Cappadocia incorporates the provinces of Aksaray, Nevşehir, Niğde, Kayseri and Kırşehir. For most people, the name Cappadocia suggests the towns of Uçhisar, Göreme, Avanos, Ürgüp, Derinkuyu, Kaymaklı and Ihlara, where the land has been shaped into fantastic forms over the course of millions of years. Fairy chimneys that seem mysterious and cities and houses of worship that extend many meters deep into the earth are all enveloped in an atmosphere that is ethereal and unworldly.
Nevşehir – Cappadocia / Mustafapaşa / Photo: Tahir Uzun
Prepare yourself to take a brief journey into the Cappadocian region, where Mother Nature painstakingly worked miracles that defy the imagination and where the living elements of history, culture, art and society are inextricably linked. A visit to Cappadocia is highly recommended for those who want to bathe in its atmosphere, colours and luminance.
The Cappadocian region has been inhabited since prehistoric times, with the best examples of it having been unearthed at Köşk Höyük in Niğde, Aşıklı Höyük in Aksaray as well as the Civelek Cave in Nevşehir. During the Middle Bronze Age Cappadocia came under the influence of Assyrian civilization due to extensive trade. During this period writing was introduced, too. Researchers have found hoards of “Cappadocian tablets” – clay tablets inscribed with cuneiform writing – whose texts speak of tax regulation, interest rates, marriage contracts, trade disputes and much else besides. The Hattis, Hittites, Phrygians, Persians, Romans, Byzantines, Seljuks and Ottomans were all enchanted by the allure of Cappadocia and left the imprints of their presence here.
Due to its location Cappadocia has been a critical and strategic region throughout the years. Important trade routes, including the illustrious Silk Road, traversed it both east and west and north and south. As a result of this heavy traffic, the region has been a complex web of historical and cultural influences, a region where different faiths and philosophies have met and influenced one another. Cappadocia’s trade and resources were tempting and so the region was frequently invaded, raided and looted.
To protect themselves from such incursions, the locals took to living in the region’s caves and grottos whose entrances could be concealed so as not to be noticed by trouble-making outsiders. Since it might be necessary to lie low for extended periods of time, these troglodytic dwellings eventually became subterranean cities that included sources of water, places to store food and had wineries and even temples. Some of these subterranean cities date back to pre-Christian era.

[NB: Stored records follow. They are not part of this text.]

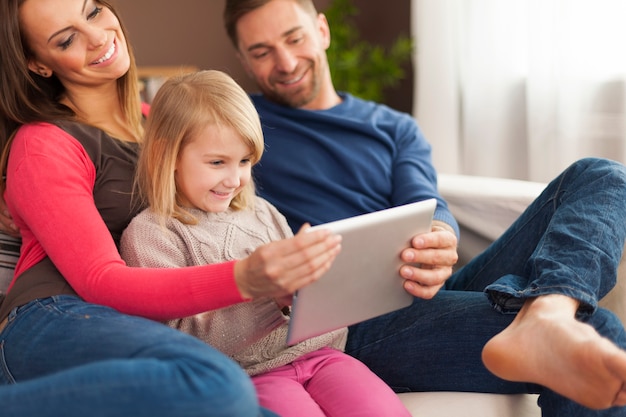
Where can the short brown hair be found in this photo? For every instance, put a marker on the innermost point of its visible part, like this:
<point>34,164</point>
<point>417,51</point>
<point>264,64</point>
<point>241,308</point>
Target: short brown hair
<point>236,9</point>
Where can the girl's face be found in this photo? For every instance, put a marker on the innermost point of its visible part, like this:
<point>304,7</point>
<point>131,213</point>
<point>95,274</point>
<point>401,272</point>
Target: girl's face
<point>213,168</point>
<point>80,41</point>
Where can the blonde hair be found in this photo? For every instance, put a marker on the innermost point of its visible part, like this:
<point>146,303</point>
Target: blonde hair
<point>182,107</point>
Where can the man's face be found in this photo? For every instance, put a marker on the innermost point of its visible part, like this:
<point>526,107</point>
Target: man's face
<point>284,49</point>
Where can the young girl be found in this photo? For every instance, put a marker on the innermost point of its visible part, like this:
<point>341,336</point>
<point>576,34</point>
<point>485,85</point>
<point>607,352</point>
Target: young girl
<point>202,139</point>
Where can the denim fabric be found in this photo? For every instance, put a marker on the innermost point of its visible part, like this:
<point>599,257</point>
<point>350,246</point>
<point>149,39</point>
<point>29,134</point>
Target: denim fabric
<point>569,241</point>
<point>61,356</point>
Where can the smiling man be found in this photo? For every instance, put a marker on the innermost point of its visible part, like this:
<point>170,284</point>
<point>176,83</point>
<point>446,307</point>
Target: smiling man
<point>331,155</point>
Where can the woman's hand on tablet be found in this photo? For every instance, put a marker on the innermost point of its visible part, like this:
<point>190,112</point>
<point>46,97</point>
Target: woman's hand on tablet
<point>429,261</point>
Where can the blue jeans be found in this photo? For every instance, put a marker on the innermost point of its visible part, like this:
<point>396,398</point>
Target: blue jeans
<point>569,241</point>
<point>62,356</point>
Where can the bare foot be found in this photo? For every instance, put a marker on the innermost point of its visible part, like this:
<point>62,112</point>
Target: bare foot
<point>546,345</point>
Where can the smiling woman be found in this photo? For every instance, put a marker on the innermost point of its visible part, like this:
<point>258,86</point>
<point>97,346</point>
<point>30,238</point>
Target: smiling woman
<point>70,104</point>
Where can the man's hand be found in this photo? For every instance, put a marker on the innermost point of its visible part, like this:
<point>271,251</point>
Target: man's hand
<point>429,261</point>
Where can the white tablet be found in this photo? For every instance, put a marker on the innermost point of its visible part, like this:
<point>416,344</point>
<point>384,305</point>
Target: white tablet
<point>364,280</point>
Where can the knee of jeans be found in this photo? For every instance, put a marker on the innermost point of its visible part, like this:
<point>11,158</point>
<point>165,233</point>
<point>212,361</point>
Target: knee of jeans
<point>223,380</point>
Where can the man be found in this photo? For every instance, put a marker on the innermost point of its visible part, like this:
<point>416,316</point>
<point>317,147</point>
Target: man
<point>330,155</point>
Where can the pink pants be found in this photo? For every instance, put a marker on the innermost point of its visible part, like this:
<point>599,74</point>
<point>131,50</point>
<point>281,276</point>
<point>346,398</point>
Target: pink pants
<point>327,383</point>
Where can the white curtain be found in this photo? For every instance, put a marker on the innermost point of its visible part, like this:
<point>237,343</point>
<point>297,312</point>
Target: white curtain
<point>520,88</point>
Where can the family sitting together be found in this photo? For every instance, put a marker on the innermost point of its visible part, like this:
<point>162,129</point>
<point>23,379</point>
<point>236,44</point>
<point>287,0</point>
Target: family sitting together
<point>162,243</point>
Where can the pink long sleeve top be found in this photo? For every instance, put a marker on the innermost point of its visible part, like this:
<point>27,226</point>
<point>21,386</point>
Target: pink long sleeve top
<point>69,191</point>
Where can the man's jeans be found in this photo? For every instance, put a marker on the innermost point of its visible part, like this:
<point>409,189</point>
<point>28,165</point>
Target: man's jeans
<point>569,241</point>
<point>61,356</point>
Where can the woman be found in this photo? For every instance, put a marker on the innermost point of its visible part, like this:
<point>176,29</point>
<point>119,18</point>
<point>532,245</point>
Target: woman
<point>70,106</point>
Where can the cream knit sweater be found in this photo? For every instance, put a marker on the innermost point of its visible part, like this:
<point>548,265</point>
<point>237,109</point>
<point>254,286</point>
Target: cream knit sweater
<point>252,333</point>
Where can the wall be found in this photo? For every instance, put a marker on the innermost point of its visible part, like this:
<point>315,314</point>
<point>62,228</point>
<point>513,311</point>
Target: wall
<point>190,32</point>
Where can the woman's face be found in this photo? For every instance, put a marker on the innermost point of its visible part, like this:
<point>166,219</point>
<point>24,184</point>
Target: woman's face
<point>80,41</point>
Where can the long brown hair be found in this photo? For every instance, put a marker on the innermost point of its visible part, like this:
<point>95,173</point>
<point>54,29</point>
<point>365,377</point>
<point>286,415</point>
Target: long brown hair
<point>27,97</point>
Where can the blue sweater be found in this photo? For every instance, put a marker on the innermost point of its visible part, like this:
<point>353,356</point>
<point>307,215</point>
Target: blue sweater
<point>354,158</point>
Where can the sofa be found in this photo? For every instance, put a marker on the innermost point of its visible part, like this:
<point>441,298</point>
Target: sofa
<point>484,208</point>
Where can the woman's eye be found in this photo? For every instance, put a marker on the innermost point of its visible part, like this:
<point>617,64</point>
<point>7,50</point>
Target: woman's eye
<point>96,11</point>
<point>66,44</point>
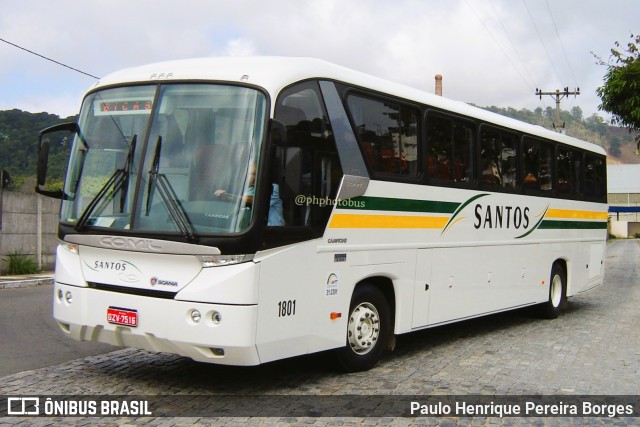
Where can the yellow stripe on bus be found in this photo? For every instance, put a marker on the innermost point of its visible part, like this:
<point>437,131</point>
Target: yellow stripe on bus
<point>575,214</point>
<point>387,221</point>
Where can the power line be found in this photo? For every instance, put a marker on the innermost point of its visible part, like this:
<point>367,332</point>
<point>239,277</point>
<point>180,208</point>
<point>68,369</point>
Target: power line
<point>542,42</point>
<point>499,45</point>
<point>48,59</point>
<point>564,52</point>
<point>510,40</point>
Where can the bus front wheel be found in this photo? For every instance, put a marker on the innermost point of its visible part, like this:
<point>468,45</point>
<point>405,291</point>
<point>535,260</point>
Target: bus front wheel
<point>557,293</point>
<point>368,330</point>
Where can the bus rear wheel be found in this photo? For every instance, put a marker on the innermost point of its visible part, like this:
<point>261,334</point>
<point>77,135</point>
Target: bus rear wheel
<point>368,330</point>
<point>557,293</point>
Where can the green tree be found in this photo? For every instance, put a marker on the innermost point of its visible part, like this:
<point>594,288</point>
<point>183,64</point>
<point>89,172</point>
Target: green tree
<point>620,94</point>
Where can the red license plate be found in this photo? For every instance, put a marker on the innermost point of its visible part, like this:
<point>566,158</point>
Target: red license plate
<point>122,316</point>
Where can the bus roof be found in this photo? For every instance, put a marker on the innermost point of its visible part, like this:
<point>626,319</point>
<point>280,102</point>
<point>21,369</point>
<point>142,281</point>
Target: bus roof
<point>275,73</point>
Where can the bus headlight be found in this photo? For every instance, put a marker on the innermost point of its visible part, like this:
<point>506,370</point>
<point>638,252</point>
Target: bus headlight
<point>195,316</point>
<point>221,260</point>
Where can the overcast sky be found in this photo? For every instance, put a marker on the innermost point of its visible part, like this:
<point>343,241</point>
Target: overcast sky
<point>490,52</point>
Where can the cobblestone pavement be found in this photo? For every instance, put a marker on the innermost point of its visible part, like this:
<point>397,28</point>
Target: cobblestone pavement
<point>593,349</point>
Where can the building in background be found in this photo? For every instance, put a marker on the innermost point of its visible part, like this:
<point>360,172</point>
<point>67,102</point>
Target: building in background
<point>623,196</point>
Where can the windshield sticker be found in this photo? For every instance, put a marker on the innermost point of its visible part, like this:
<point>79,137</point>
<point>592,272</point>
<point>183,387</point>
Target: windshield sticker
<point>332,285</point>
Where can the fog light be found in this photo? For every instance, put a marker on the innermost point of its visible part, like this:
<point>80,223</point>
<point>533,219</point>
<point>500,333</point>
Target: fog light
<point>216,317</point>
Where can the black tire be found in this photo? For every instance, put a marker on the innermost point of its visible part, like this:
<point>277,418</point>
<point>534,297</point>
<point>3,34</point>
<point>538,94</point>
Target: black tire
<point>557,293</point>
<point>369,328</point>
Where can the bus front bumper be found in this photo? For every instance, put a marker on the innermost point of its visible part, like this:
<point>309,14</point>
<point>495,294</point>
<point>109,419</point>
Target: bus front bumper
<point>212,333</point>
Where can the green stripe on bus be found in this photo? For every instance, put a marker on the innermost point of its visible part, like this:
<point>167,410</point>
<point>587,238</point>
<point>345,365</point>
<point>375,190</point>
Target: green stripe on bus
<point>399,205</point>
<point>573,225</point>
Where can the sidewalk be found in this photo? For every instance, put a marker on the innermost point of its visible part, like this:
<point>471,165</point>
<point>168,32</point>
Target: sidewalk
<point>26,281</point>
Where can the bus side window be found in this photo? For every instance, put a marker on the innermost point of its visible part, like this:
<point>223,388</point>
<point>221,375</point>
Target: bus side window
<point>449,148</point>
<point>498,157</point>
<point>387,133</point>
<point>309,167</point>
<point>594,178</point>
<point>568,169</point>
<point>538,160</point>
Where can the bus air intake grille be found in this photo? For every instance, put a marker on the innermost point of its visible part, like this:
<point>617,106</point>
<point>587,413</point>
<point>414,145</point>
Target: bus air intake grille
<point>133,291</point>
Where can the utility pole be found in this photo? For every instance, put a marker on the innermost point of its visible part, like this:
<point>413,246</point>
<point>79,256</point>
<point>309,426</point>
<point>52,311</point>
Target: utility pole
<point>558,96</point>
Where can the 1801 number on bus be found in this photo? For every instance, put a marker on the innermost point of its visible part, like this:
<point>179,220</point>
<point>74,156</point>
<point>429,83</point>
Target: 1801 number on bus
<point>287,308</point>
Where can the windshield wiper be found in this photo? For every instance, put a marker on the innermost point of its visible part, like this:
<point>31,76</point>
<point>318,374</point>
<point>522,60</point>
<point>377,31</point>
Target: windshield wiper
<point>119,181</point>
<point>169,197</point>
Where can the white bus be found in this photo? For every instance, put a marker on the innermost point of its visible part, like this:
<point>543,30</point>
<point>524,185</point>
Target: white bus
<point>244,210</point>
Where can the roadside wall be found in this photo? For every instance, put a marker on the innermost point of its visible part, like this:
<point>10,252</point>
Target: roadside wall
<point>30,227</point>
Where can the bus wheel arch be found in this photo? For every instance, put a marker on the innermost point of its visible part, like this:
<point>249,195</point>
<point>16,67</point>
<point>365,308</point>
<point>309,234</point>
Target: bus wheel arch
<point>557,300</point>
<point>370,325</point>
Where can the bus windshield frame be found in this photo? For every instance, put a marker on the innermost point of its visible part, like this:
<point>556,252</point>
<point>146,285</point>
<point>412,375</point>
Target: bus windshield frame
<point>176,158</point>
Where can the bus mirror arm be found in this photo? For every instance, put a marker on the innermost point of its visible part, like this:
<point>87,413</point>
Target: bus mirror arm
<point>43,157</point>
<point>352,186</point>
<point>278,133</point>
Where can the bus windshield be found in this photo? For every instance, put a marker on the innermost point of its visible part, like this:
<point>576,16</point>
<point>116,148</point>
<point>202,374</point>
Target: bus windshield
<point>175,158</point>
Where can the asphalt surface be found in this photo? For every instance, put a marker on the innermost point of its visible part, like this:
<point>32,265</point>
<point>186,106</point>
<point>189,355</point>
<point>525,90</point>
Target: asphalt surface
<point>30,337</point>
<point>591,350</point>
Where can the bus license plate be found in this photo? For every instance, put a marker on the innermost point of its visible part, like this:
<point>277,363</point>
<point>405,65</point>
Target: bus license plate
<point>122,316</point>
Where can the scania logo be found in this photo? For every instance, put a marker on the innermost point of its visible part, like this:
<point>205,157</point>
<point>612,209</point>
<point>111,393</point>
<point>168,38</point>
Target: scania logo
<point>130,243</point>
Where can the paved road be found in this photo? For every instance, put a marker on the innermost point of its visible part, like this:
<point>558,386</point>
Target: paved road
<point>29,337</point>
<point>593,349</point>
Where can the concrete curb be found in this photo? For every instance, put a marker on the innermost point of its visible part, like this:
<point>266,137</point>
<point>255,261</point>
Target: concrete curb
<point>10,282</point>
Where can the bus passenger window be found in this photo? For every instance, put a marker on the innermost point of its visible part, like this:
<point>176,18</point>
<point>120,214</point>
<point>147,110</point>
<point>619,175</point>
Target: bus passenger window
<point>387,134</point>
<point>594,178</point>
<point>568,167</point>
<point>537,159</point>
<point>498,158</point>
<point>449,147</point>
<point>308,166</point>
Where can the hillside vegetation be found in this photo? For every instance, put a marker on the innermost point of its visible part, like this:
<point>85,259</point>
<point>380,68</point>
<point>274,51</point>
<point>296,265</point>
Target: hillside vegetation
<point>19,134</point>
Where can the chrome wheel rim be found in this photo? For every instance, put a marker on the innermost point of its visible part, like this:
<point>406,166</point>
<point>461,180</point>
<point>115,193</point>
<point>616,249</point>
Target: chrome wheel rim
<point>364,328</point>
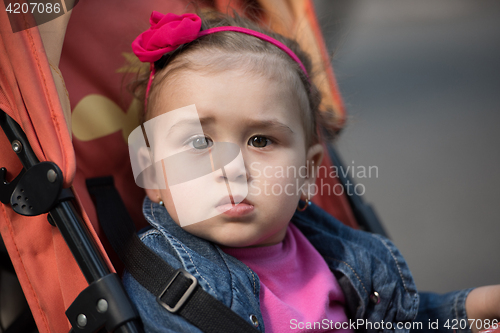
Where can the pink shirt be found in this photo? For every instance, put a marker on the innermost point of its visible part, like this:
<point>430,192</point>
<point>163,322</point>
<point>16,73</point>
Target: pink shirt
<point>298,292</point>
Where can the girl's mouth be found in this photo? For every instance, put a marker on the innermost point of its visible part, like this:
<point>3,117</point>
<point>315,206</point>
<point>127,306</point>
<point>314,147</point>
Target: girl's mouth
<point>227,207</point>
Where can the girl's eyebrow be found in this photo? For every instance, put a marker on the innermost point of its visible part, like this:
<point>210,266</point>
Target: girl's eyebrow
<point>269,124</point>
<point>191,122</point>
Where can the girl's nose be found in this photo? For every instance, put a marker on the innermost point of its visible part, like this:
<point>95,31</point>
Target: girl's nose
<point>235,171</point>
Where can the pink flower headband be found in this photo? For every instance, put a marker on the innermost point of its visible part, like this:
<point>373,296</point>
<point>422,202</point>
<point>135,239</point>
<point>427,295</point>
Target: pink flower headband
<point>168,32</point>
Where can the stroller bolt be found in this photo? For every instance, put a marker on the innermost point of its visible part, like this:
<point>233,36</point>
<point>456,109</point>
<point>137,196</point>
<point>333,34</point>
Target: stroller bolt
<point>17,146</point>
<point>102,305</point>
<point>254,320</point>
<point>81,320</point>
<point>51,175</point>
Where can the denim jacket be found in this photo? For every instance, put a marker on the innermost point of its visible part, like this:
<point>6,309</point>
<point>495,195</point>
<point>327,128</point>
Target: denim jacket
<point>378,287</point>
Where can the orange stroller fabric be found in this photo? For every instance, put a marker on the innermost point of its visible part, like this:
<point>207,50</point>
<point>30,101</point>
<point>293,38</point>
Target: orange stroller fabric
<point>95,56</point>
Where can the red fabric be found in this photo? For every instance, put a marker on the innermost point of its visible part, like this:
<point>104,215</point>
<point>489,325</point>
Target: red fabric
<point>166,33</point>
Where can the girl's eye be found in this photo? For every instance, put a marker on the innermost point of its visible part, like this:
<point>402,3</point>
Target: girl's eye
<point>201,142</point>
<point>259,141</point>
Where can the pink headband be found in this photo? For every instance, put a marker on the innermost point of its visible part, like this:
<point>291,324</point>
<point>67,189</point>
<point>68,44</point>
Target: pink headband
<point>168,32</point>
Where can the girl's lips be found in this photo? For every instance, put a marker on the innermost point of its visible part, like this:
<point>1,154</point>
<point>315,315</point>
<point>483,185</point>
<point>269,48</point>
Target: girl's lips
<point>238,210</point>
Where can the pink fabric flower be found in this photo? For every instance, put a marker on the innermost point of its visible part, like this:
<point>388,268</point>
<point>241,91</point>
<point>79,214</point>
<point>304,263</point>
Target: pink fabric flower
<point>167,32</point>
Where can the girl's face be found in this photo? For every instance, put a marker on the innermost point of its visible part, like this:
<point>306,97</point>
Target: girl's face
<point>262,117</point>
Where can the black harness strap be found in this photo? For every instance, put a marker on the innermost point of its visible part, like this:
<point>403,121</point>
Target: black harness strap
<point>176,290</point>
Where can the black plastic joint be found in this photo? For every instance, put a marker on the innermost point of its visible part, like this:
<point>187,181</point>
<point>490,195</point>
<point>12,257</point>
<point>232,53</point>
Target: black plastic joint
<point>104,303</point>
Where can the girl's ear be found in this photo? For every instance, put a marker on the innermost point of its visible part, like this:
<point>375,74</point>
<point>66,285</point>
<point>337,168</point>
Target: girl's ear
<point>314,158</point>
<point>153,195</point>
<point>147,178</point>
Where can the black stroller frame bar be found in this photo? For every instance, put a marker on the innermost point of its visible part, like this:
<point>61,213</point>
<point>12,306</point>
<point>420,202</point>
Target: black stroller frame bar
<point>104,303</point>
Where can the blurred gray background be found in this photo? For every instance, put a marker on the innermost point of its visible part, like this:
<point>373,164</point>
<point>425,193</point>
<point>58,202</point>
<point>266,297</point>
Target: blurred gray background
<point>421,83</point>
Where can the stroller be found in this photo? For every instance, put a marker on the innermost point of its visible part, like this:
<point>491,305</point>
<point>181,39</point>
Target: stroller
<point>48,221</point>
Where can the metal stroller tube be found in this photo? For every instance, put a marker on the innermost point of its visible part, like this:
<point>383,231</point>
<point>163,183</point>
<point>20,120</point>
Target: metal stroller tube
<point>64,216</point>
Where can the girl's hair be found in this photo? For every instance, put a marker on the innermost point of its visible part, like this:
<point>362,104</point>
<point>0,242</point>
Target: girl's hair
<point>233,50</point>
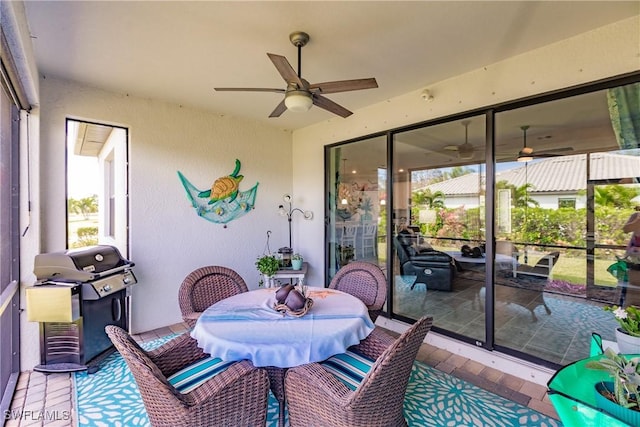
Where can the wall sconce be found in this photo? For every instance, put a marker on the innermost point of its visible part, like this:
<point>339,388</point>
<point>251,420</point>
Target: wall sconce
<point>288,212</point>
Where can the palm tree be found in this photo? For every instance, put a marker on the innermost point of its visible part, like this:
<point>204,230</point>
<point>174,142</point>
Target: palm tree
<point>84,206</point>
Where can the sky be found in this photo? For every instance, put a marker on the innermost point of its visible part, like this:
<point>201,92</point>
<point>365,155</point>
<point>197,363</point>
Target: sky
<point>82,171</point>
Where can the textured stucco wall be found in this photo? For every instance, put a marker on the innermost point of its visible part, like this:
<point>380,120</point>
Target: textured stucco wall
<point>167,238</point>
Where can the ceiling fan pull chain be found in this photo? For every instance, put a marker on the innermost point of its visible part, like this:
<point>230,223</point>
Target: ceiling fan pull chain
<point>300,61</point>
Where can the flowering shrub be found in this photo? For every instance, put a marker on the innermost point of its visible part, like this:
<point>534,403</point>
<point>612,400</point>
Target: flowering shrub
<point>628,318</point>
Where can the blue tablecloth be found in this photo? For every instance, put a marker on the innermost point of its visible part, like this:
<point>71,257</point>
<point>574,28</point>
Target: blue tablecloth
<point>245,326</point>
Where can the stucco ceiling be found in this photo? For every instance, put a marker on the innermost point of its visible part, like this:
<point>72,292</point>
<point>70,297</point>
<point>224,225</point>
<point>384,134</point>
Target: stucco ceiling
<point>178,51</point>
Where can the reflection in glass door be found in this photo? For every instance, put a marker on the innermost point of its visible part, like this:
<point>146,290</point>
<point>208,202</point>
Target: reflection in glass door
<point>356,228</point>
<point>438,227</point>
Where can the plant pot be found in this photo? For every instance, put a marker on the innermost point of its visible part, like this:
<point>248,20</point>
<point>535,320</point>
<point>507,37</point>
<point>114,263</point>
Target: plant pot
<point>296,264</point>
<point>629,416</point>
<point>627,344</point>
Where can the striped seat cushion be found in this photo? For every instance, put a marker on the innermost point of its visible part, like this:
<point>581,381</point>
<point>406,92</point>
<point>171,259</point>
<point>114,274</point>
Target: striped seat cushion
<point>349,367</point>
<point>197,373</point>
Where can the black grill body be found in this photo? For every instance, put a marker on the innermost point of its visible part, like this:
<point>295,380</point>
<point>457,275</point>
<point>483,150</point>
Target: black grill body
<point>100,278</point>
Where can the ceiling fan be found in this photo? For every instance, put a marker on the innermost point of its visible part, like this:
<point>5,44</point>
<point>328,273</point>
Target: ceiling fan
<point>527,154</point>
<point>465,151</point>
<point>299,94</point>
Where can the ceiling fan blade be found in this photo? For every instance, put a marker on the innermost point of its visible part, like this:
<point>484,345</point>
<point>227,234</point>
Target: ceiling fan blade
<point>247,89</point>
<point>329,105</point>
<point>345,85</point>
<point>280,108</point>
<point>285,69</point>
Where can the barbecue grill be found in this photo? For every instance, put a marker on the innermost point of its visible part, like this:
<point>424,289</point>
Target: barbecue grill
<point>79,292</point>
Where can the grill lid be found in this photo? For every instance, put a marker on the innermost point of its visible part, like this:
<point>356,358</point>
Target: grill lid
<point>80,265</point>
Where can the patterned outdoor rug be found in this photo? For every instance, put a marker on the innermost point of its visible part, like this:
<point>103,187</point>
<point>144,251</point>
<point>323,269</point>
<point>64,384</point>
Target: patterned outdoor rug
<point>110,397</point>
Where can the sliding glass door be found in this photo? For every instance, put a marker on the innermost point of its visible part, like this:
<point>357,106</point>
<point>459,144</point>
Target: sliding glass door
<point>356,203</point>
<point>438,210</point>
<point>506,225</point>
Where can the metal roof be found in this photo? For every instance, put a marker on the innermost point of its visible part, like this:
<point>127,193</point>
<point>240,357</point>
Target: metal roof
<point>557,174</point>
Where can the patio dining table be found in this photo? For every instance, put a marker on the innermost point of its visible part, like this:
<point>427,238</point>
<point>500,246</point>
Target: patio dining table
<point>246,326</point>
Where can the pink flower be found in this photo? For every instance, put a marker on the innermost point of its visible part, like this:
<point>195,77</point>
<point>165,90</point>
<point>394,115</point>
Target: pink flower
<point>620,313</point>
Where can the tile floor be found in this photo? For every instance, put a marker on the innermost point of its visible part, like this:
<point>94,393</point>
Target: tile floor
<point>48,400</point>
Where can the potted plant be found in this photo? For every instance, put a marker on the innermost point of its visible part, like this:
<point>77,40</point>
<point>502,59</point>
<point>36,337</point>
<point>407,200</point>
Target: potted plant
<point>268,265</point>
<point>296,261</point>
<point>619,397</point>
<point>628,334</point>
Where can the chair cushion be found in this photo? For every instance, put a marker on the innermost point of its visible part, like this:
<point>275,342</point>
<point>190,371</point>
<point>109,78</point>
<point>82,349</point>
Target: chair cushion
<point>197,373</point>
<point>349,367</point>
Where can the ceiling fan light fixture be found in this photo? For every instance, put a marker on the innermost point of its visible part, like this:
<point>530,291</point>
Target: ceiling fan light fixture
<point>465,151</point>
<point>298,101</point>
<point>524,157</point>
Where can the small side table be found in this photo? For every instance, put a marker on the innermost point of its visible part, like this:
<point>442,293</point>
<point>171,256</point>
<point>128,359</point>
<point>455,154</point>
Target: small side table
<point>287,273</point>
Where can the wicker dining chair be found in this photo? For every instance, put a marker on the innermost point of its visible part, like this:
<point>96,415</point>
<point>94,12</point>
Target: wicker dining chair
<point>316,397</point>
<point>205,286</point>
<point>365,281</point>
<point>236,396</point>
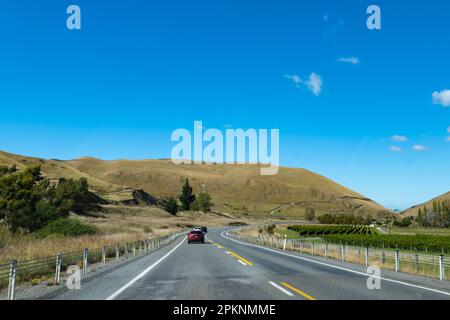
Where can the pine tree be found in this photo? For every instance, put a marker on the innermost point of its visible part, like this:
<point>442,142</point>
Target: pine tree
<point>186,197</point>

In the early years of the first millennium, groups of Christians fleeing Roman persecution began moving into the inaccessible wilds of Cappadocia seeking refuge. One group which arrived from Jerusalem via Antioch (Antakya) and Caesarea (Kayseri) in the second century settled down in the area now known as Derinkuyu. Finding the soft volcanic tuff easy to carve, they began to expand the natural caves and link them together, creating dwellings, chapels, churches and monasteries through which these people found the peace and security they had so desperately sought.
Cappadocia / Karanlık Church
It is said that there are around 500 churches and chapels in Cappadocia. The variety and artistry of their architecture, layout and decoration are fascinating and amazing. Basilicas with single, double or triple naves, cruciform plans, vestibules, aisles, apses, domes, columns, pillars and more – can be found in these churches, with all having been hollowed out of stone. Many of the churches are also decorated with painstakingly-painted frescoes. The monumental task of restoring, repairing and maintaining these churches and underground cities goes on even while they receive thousands of visitors a year.